Like many observers of the University of Miami men’s basketball program, coach Jim Larrañaga was skeptical of his team’s chances of making the NCAA Tournament at the start of the season.
NIT, yes. But the Big Dance? That didn’t seem likely.
The Hurricanes had lost three key players from the 2016 Sweet 16 team — Angel Rodriguez, Sheldon McClellan and Tonye Jekiri — and with the transfer of Manu Lecomte to Baylor the previous year, it left UM’s nine-man roster with no true point guard. Ja’Quan Newton, a shooting guard, would become the de-facto point guard.
The four freshmen coming in were question marks. Would Bruce Brown be as good as advertised? How would D.J. Vasiljevic handle the transition from Australia to the Atlantic Coast Conference? Were Dewan Huell and Rodney Miller ready to battle the league’s big men in the post?
“In September, watching our first workouts, I would have said we have very little chance of being able to compete with the best teams in the country and beating them,” Larrañaga admitted on the eve of the eighth-seeded Hurricanes’ NCAA Tournament opener against No. 9 seed Michigan State late Friday night.
“But by the time December rolled around, my opinion had completely changed … our players were getting better and better, and if we can keep it up for three or four weeks we’d be in position in the second round of ACC teams to compete with everybody.”
He singled out the two North Carolina State games as his best barometer that the Canes had the potential to finish the season strong.
They won the first meeting at home 81-63 on Dec. 31.
“When we beat them and how we beat them and how we rebounded, I was like, ‘Wow,’ ’’ Larrañaga said.

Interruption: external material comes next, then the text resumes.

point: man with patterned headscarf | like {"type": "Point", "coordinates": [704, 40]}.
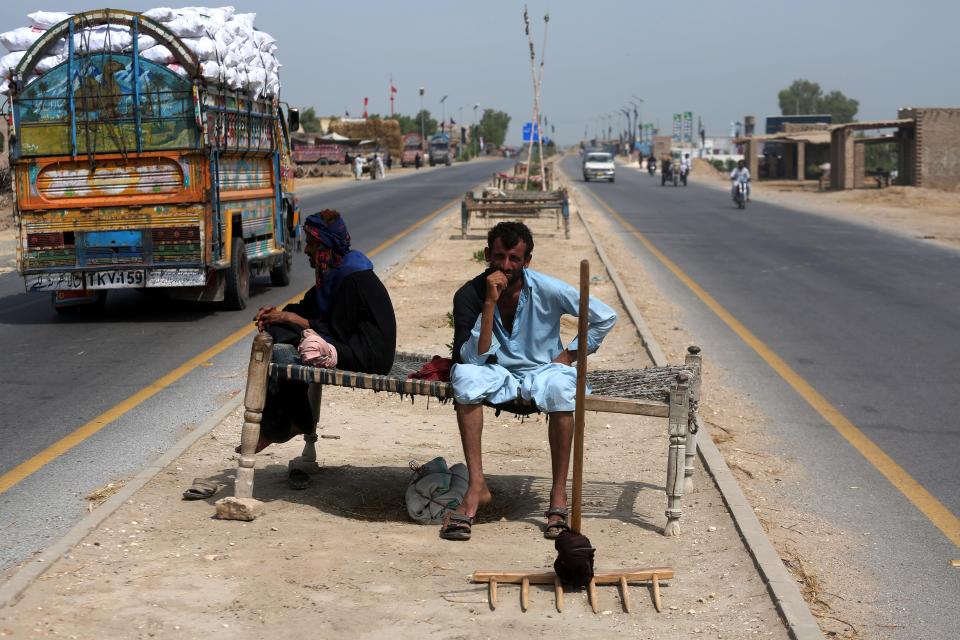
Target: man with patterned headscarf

Then on Feb. 4, on the road in a raucous arena, UM rallied from a 45-36 halftime deficit and won 84-79. Davon Reed scored 26 points in that game, and Anthony Lawrence and Ebuka Izundu combined for 35 points off the bench.
“To go there and win in front of a hostile crowd, knowing they’d have revenge on the mind, we left there and I said, ‘We can compete with everybody now,’ ” Larrañaga said.
Coach L told his players if they could go 5-4 or 6-3 over the next nine games, they would make the NCAA Tournament. They went 6-3.
Larrañaga gave much of the credit for the team’s success to seniors Reed, who was named the ACC’s top scholar athlete, and Kamari Murphy, a fifth-year senior playing in his fourth NCAA Tournament — two with Oklahoma State and two with UM.
“I think those two guys are the reason we’re here,” Larrañaga said. “Davon and Kamari are two of the best leaders I’ve ever had and they’ve done it by example, by how hard they practice every day, the consistency in their effort and execution.’’
He has been particularly impressed with their defense, so much so that in a team-bonding activity on Wednesday night, when each person in the room was asked to tell another what he appreciates about him, Larrañaga turned to Murphy and told him he admires his defense and wishes he had been that relentless on defense during his playing days.
Murphy averaged 9.9 points and 6.6 rebounds, making 61.8 percent of his shots, in the 10 games leading into the NCAA Tournament. He also had 22 blocks this season.
Reed was the Hurricanes’ leading scorer at 15 points per game, and also averaged 4.8 rebounds and had 41 steals and 16 blocks. He made the ACC All-Defensive Team.
“I believe Kamari Murphy should have been the defensive player of the year, that’s how good I think he is defensively,” Larrañaga said. “By my estimation, our young players would not have developed the way they have if not for those two guys and the message they sent from Day One about the importance of defending and rebounding.”